The datasets above do not contain the exact data, this means that there are movies that did not make more than was invested in the production budget

In [None]:
## The month that has the most movie releases in a year

data_tn['month'] = pd.DatetimeIndex(data_tn['release_date']). month
release_month= data_tn['month'].value_counts()
release_month.plot(kind='bar', figsize=(8,6))

#set the labels and titles of the plot.
plt.title('Months vs Number Of Movie Releases',fontsize = 15)
plt.xlabel('Month',fontsize = 13)
plt.ylabel('Number of movie releases',fontsize = 13)
sns.set_style("darkgrid");

The month with the most movie releases is December(month 12) with a total of 745 releases over the years

### 2. Bivariate Analysis

In [None]:
imdb_ratings_basics.head()

In [None]:
imdb_ratings_basics.groupby('start_year').mean()['runtime_minutes']

In [None]:
#how the runtime of the movies differ year to year.

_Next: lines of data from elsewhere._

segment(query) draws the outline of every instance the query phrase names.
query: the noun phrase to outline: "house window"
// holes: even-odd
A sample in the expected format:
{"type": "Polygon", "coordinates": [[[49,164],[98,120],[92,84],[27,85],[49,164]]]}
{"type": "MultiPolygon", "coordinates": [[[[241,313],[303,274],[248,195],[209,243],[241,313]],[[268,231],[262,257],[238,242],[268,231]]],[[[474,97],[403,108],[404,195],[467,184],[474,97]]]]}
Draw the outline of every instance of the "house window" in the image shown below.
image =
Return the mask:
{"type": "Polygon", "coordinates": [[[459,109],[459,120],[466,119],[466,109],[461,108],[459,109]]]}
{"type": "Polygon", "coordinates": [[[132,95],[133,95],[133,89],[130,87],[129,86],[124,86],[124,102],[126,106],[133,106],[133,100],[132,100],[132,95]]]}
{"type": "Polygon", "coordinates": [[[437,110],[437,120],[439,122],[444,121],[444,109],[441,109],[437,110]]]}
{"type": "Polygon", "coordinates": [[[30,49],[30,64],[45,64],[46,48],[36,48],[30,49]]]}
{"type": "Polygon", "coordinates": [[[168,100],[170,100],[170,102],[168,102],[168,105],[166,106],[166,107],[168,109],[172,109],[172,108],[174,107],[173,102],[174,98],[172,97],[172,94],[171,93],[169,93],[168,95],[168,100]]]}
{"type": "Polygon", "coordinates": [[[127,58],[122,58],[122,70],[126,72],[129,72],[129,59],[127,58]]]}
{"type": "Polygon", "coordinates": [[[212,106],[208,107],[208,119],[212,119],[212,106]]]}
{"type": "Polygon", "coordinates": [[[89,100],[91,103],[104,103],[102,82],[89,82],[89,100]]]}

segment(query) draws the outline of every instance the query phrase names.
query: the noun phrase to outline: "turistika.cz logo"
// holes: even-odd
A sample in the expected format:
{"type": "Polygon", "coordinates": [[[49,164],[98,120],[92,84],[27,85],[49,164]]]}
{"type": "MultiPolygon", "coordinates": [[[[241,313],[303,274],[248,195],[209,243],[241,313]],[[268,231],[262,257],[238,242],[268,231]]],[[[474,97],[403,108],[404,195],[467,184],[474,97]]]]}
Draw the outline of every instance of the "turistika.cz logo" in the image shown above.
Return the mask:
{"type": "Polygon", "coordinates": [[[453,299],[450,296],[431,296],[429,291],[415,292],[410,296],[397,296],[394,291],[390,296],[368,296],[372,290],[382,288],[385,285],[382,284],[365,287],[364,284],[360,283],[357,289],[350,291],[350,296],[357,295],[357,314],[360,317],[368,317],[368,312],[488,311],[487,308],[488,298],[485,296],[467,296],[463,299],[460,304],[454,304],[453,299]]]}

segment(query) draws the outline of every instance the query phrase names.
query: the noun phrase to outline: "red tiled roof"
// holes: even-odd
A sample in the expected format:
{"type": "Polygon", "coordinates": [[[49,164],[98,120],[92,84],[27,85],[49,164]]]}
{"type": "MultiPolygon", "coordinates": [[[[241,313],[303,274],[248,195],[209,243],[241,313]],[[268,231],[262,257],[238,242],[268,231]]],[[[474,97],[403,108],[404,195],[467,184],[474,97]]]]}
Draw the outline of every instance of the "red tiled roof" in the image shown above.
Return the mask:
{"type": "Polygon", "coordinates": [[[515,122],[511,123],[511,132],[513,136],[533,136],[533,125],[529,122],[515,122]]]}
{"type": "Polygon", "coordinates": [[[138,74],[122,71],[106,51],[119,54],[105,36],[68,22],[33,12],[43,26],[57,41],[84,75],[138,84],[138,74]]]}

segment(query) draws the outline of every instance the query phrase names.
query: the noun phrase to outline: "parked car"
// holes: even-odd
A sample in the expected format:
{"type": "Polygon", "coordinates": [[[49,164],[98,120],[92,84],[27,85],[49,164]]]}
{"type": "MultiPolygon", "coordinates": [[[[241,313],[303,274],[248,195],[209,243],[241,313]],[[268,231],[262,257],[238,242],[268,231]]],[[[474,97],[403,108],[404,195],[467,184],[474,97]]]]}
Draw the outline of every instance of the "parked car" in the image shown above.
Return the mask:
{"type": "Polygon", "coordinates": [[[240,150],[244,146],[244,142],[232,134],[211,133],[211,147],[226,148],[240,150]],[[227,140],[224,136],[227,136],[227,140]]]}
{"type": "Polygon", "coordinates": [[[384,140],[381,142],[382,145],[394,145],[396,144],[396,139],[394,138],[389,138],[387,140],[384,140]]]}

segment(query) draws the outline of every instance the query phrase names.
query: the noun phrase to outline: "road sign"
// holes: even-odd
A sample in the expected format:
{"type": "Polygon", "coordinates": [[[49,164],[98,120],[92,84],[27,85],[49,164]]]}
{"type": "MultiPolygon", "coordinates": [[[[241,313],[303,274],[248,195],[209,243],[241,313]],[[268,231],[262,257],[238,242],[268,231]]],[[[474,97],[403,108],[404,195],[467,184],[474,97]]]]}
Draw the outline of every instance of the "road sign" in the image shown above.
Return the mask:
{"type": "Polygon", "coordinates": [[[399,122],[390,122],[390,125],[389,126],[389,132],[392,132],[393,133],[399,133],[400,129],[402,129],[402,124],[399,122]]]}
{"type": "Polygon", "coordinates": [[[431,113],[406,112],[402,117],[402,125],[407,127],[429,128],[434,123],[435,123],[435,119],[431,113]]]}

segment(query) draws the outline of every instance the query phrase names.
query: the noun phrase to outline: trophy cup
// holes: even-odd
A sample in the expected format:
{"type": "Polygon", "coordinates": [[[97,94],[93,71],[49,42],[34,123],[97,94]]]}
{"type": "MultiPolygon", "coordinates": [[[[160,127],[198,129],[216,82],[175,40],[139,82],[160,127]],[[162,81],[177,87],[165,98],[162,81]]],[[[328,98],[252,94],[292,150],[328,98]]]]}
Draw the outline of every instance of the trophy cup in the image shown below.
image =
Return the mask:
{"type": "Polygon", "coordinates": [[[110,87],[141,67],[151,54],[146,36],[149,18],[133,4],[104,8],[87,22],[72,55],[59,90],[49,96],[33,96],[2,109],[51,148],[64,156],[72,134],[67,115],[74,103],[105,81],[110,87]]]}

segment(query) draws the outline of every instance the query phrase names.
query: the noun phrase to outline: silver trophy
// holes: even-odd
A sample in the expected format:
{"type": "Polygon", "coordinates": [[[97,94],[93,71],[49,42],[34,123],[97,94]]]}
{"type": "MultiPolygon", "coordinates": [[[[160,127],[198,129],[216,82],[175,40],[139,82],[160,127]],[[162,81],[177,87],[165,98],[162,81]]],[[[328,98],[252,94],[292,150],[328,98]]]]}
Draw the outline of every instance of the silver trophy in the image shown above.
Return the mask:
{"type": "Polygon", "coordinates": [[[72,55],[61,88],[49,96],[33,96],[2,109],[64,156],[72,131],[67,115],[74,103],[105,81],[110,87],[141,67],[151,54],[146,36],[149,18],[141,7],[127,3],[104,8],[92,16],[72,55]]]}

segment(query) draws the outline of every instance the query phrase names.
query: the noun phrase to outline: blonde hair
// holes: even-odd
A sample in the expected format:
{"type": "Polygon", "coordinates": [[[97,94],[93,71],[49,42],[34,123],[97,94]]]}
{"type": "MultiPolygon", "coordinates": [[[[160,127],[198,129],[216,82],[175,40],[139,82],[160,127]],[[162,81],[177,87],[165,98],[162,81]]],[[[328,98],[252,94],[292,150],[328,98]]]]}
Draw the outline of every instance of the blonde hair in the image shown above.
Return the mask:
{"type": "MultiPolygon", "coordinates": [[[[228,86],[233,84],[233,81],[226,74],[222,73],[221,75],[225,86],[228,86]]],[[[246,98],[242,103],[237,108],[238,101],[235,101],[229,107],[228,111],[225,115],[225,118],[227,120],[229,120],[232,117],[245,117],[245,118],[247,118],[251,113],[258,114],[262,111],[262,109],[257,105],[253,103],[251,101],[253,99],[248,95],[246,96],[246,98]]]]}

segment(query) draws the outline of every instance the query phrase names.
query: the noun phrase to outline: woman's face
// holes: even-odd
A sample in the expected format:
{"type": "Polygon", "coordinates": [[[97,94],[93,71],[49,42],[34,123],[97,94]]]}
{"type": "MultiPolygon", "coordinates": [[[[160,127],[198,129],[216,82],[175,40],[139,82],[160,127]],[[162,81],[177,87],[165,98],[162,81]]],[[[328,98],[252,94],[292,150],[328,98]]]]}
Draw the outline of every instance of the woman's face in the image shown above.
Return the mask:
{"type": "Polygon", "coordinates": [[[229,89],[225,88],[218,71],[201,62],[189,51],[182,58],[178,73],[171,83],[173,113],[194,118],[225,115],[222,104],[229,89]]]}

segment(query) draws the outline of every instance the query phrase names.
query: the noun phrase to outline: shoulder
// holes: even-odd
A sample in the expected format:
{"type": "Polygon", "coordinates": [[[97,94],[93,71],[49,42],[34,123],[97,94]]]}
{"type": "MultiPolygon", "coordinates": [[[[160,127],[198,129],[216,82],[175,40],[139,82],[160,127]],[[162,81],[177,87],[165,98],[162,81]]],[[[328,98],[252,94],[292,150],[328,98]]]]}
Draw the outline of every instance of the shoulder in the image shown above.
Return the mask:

#make the group of the data according to their release_year and find the mean  related to this and plot.
imdb_ratings_basics.groupby('start_year').mean()['runtime_minutes'].plot(xticks = np.arange(2010,2020,1))

#setup the figure size.
sns.set(rc={'figure.figsize':(10,5)})

#setup the title of the figure
plt.title("Runtime Vs Year",fontsize = 13)

#setup the x-label and y-label of the plot.
plt.xlabel('Year',fontsize = 11)
plt.ylabel('Runtime',fontsize = 11)
sns.set_style("whitegrid")

From the graph above, the runtime minutes of movies were high then decreased then went back up. The average of run time of movies is about 100 mintes over the entire decade.

In [None]:
data_tn.head()

In [None]:
ax = sns.regplot(x=data_tn['production_budget'], y=data_tn['gross_profit'],color='c');
data_corr = data_tn.corr()
print("Correlation Between Gross Profit And Budget : ",data_corr.loc['production_budget','gross_profit'])

The Correlation between Gross Profit and Budget is 0.6 which is a moderate positive correlation which means there is a good possibility that movies with higher investments may result in better revenues.

## RECOMMENDATIONS

-The findings of the study presented above lead one to the conclusion that there is, in fact, a positive link between the production budget and the gross profit. 

-The top three directors at Microsoft are Tony Newton (15.6%), Jason Impey (12.4%), and Shane Ryan (12.2%), and the company will need to recruit all three of them.

-When getting started, there is one more element that should be taken into account, and that is the run time minutes of movies. Over the last ten years, the typical run length of a movie has been between 80 and 100 minutes.